インド、オーストラリア、日本、アメリカ、メキシコ、コスタリカ、コロンビア、ブラジル、アルゼンチン、チリ、プエルトリコ、カナダ――アジア/オセアニア地域から北・中・南米大陸にまで至った歴史的ワールド・ツアーの第1幕。各国の名だたるスタジアム / アリーナを軒並みソールドアウトにし、およそ50万人を動員したアイアン・メイデン『SOMEWHERE BACK IN TIME WORLD TOUR』のファースト・レッグは、かくして大きな成功を収め、ついにはバンドの旅程を2009年4月2日のアメリカ・フロリダ公演まで、1年以上に亘って延長させることとなった。

ツアー開始直後の2008年2月に実現した東京・横浜での公演を体験された向きなら御存知のとおり、この『SOMEWHERE BACK IN TIME WORLD TOUR』は、いわゆる通常の新譜サポート・ツアーとは異なる、特別な企図をもって進められたものだった。つまり、“80年代の楽曲ばかりでセットリストを組む”という“縛り”である。むろんこれで、彼らはただノスタルジーをかき立てようとしていたわけではなかった。デビュー30周年に迫らんとする栄光のキャリアを築き上げてきたベテランがやりたかったのは、さらなる未来へとバンドを推し進めるべく、改めて輝かしい過去を振り返り、世界中のファンに今いちど感謝を伝えておくこと。それを実現させるために、彼らは今回、“魔法の絨毯”を手に入れた。機体にお馴染みのアイアン・メイデンのロゴとマスコットのエディが描かれたカスタマイズ仕様のボーイング757=通称“エド・フォース・ワン”である。

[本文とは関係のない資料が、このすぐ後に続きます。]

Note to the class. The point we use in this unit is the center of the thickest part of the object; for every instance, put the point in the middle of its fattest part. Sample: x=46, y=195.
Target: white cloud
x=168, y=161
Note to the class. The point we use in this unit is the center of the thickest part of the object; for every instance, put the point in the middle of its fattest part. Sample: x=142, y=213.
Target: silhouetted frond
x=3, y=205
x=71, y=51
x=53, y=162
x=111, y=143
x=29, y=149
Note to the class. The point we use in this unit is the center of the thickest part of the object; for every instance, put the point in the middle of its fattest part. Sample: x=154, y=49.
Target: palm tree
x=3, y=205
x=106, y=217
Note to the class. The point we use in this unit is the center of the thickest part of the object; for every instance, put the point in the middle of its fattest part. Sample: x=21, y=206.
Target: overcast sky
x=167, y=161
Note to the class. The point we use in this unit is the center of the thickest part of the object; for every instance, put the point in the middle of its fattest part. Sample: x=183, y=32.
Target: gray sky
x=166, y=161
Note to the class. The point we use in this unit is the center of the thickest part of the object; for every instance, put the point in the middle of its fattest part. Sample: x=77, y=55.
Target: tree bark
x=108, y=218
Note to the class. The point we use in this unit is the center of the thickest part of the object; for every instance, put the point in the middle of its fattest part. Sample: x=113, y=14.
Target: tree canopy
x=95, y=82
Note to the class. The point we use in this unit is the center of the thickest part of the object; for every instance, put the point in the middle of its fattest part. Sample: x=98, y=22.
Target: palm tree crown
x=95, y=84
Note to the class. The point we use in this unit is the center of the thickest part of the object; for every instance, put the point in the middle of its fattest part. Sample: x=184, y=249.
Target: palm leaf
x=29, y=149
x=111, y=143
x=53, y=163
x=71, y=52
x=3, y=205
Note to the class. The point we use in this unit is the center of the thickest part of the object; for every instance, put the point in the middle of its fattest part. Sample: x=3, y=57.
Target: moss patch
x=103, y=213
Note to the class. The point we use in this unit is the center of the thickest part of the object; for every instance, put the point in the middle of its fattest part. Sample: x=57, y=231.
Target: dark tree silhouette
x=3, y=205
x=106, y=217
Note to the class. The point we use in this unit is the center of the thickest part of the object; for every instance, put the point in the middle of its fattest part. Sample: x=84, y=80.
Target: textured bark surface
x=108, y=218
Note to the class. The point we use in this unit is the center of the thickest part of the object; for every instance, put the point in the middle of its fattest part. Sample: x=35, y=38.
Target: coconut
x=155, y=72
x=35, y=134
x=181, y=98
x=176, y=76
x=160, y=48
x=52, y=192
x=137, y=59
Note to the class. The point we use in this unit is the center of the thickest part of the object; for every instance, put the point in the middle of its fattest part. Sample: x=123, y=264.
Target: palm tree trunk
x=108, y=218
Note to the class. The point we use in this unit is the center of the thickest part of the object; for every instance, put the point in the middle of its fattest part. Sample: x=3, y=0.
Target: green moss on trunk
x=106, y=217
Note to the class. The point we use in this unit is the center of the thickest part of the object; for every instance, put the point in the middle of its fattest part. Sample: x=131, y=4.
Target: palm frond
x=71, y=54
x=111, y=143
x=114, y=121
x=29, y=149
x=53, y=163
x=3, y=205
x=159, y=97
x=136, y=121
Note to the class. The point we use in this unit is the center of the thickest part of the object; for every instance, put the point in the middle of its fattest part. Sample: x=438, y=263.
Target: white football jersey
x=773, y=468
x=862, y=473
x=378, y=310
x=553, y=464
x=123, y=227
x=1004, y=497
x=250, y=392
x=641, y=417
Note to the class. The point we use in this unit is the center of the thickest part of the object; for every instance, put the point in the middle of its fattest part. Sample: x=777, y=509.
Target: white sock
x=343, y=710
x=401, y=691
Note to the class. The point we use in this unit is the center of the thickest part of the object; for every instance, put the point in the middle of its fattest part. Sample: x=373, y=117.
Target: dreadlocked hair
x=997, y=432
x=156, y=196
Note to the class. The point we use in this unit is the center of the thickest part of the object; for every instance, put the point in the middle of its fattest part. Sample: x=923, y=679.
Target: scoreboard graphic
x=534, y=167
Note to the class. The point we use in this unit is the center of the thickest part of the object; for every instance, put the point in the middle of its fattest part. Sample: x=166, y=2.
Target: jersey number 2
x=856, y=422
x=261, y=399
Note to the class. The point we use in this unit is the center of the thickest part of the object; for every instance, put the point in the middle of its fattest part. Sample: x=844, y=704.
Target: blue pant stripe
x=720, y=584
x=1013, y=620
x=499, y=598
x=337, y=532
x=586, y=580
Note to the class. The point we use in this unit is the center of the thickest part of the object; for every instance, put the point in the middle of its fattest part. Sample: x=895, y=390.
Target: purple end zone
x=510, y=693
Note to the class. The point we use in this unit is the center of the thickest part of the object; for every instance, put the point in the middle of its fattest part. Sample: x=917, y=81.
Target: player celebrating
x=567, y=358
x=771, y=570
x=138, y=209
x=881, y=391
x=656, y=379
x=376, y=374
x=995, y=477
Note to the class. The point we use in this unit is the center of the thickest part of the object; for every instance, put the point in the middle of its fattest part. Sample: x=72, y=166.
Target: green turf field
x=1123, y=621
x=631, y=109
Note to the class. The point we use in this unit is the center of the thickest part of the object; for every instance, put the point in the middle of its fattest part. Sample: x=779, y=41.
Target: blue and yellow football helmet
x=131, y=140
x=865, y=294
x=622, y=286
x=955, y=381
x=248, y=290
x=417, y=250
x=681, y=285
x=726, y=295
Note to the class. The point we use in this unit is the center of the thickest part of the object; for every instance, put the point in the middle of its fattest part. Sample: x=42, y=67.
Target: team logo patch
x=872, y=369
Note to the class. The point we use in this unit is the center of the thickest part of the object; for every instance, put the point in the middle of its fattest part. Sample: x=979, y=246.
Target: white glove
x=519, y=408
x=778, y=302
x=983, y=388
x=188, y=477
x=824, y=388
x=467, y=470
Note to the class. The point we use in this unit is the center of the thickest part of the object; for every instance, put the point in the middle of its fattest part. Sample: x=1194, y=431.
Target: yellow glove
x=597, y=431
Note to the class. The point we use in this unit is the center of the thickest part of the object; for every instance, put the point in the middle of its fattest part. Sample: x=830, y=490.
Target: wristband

フロントマンのブルース・ディッキンソン(ヴォーカル)自らが操縦桿を握り、約50人のメンバーとクルー、12トンにも及ぶ機材とステージ・セットをすべて積み込み、およそ70,000kmを旅した“エド・フォース・ワン”の雄姿は、間違いなく、各国のヘヴィ・メタル・ファンを誇らしい気持ちにさせたことだろう。そしてまた、第2の全盛期といえるほどパワフルでエネルギッシュなパフォーマンスを繰り広げるバンドの勇姿を目の当たりにして、体の底からわき上がってくるような感動を覚えた人も少なくないはずだ。“アイアン・メイデン”デイに指定された2009年4月21日(火)、世界35ヶ国のデジタルシネマで一斉公開される『フライト666』は、ほとんど地球を周回する規模となった『SOMEWHERE BACK IN TIME WORLD TOUR』ファースト・レッグの模様をつぶさに収めた、ファン必見のツアー・ドキュメント・ムービーである。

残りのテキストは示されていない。